I have a problem with this type of non-homogeneous equation.
Find the solution of recurrence equation:
$2 A_{n+1} = 3A_{n}-n+2$
$A_{0} = 1$
I know the idea behind the problem when the particular part is in the form that n is an exponent of some constant, but i don't know how to act with this.

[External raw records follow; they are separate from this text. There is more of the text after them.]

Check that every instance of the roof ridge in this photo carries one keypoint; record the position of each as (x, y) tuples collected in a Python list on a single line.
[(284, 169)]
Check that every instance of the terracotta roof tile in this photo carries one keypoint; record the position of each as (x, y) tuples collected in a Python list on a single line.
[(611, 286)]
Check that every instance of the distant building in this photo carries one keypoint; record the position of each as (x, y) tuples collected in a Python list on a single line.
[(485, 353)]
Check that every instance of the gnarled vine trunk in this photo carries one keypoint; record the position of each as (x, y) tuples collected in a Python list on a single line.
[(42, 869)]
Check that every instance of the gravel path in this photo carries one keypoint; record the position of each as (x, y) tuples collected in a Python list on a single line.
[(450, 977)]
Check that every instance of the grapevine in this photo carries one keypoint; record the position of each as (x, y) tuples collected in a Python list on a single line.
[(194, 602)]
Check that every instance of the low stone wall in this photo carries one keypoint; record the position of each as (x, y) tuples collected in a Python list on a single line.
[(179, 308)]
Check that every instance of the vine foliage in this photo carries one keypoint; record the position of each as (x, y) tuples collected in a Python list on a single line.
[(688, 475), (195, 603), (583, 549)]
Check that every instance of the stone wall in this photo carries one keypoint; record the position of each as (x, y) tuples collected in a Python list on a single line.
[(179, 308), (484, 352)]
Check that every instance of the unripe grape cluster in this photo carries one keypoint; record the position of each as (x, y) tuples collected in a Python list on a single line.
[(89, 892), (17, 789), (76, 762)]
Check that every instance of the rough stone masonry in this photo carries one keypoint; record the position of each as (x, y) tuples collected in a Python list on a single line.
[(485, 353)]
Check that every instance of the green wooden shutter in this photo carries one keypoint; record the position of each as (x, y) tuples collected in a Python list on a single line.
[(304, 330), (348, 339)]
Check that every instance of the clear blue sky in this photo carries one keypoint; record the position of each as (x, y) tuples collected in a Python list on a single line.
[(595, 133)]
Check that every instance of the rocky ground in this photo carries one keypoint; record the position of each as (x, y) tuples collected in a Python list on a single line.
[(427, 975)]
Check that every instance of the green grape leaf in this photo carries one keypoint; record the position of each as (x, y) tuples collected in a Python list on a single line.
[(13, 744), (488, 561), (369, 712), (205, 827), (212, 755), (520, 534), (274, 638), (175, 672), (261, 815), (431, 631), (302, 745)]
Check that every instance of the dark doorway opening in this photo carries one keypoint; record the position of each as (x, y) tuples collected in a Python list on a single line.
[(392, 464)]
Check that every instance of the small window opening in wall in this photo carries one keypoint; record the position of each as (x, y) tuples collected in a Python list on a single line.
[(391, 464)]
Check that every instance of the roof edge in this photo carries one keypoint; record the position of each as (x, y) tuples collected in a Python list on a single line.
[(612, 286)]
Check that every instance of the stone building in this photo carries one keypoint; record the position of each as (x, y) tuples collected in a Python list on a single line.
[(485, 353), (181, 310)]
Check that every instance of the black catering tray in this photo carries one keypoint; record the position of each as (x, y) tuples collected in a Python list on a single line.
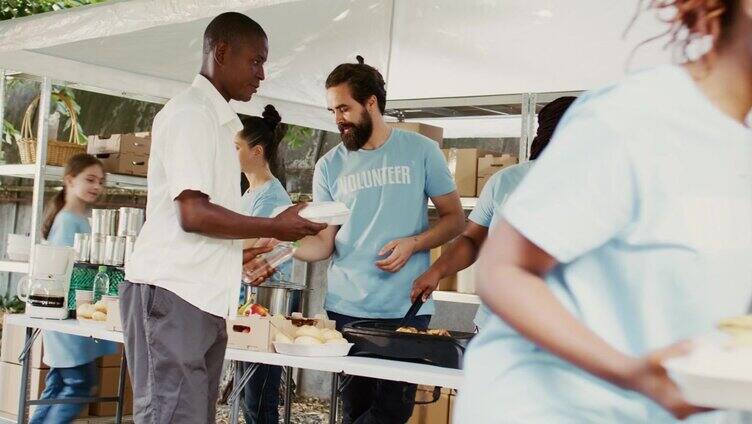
[(381, 340)]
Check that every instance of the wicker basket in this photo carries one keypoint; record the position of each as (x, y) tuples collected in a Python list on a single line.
[(58, 152)]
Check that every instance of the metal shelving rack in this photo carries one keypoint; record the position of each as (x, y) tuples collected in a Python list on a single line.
[(40, 172)]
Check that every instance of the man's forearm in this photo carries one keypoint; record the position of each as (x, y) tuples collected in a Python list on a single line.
[(447, 227), (460, 254), (215, 221)]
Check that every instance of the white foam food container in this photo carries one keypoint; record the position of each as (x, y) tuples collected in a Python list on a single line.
[(322, 350), (714, 376), (330, 213)]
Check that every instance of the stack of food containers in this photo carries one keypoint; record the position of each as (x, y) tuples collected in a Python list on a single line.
[(129, 226), (113, 235)]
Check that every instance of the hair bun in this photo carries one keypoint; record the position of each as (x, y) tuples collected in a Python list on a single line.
[(271, 117)]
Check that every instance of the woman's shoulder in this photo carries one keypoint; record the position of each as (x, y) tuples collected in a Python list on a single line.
[(65, 226)]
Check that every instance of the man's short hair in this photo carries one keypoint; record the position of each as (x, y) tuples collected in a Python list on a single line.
[(364, 81), (230, 27)]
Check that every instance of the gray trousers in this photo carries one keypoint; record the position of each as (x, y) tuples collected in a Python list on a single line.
[(175, 353)]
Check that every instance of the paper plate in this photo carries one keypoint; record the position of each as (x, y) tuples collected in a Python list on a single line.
[(331, 213), (92, 323), (714, 377), (322, 350)]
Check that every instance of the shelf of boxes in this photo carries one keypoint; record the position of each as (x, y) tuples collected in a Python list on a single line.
[(14, 266), (55, 173), (468, 203)]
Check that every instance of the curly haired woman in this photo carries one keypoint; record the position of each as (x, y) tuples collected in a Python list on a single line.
[(632, 234)]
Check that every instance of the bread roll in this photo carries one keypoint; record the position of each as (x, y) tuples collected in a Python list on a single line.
[(101, 306), (85, 311), (307, 340), (330, 334), (308, 330), (282, 338)]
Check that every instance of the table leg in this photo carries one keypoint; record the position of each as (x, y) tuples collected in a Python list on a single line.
[(334, 400), (235, 403), (121, 390), (288, 395), (25, 357)]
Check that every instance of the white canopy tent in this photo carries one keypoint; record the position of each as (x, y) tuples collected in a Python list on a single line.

$$ \frac{A_{n+1}}{\left(\frac{3}{2}\right)^{n+1}} = \frac{A_{n}}{\left(\frac{3}{2}\right)^{n}} + (1 - \frac{n}{2}) \left(\frac{2}{3}\right)^{n+1} $$
So you can add this equation from 1 to n.
Generally speaking, for recurrence equation $ a_{n+1} = p a_{n} + f(n) $, we let $ b_{n} = \frac{a_{n}}{p^n} $, so that $ b_{n+1} = b_{n} + \frac{f(n)}{p^{n+1}} $.
$$ \begin{aligned} b_{n} - b_{n-1} & = \frac{f(n-1)}{p^{n}} \\ b_{n-1} - b_{n-2} & = \frac{f(n-2)}{p^{n-1}} \\ &... \\ b_{k} - b_{k-1} & = \frac{f(k-1)}{p^{k}}\\ & ... \\ b_{2} - b_{1} & = \frac{f(1)}{p^{2}} \end{aligned} $$
So we get $ b_{n} = b_{1} + \sum_{k=1}^{n-1} \frac{f(k)}{p^{k+1}} $